Here are some tips to get your body ready for gardening. Many of these can be started 4-6 weeks before you break ground in the spring.
- Establish your range of motion to get in the positions that you use when gardening – perform stretching exercises daily. Practice kneeling, squatting, crawling, sitting on your heels.
- Develop the strength necessary to perform gardening tasks – perform general strengthening exercises daily with light weights or exercise bands. Practice squatting and getting up/down from the ground.
- Plan out your garden ahead of time – Consider adding formed raised beds. I have used 2” x 12” boards with great success as they are high enough to double as a seat while planting seeds, weeding, or harvesting. Table height garden boxes work nicely as well.
- Mulch, Mulch, Mulch – In addition to providing soil nutrition and water conservation, mulch can be used to deter weed formation—hence less work. I use cardboard or several layers of newspaper, topped with straw for my footpaths. Mulch for the garden beds can vary based on soil requirements. Compost, chopped leaves, grass clippings, and garden fabric topped with straw all work well.
- Water – Consider installing drip irrigation for your plants. It will conserve water and save your hands from developing arthritic pain or tendonitis.
- Protective row covers – If you have ever planted potatoes, you have had to deal with Colorado potato beetles. These are managed by hand-picking and some natural repellants in an organic garden. The use of crop rotation methods combined with row covers will deter their infestation.
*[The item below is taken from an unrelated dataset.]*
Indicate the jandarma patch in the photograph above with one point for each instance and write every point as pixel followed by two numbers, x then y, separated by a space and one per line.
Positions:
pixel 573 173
- Garden early in the day – This will help you to avoid heat exhaustion and sunburn. Also, it will allow you to continue to move throughout the day and deter soreness from building up
- Stretch before you garden – This will make kneeling and squatting easier
- Build up your gardening time – In order to avoid pain and muscle soreness, begin with short gardening stints of one hour, and build up your time to 2-3 hours at a time. Listen to your body as it may need more time to recuperate.
Enjoy the 2020 Gardening Season. May your harvests be plentiful!
Dr. Lori Schneider is a Physical Therapist and Regional Director for Access Physical Therapy and Wellness.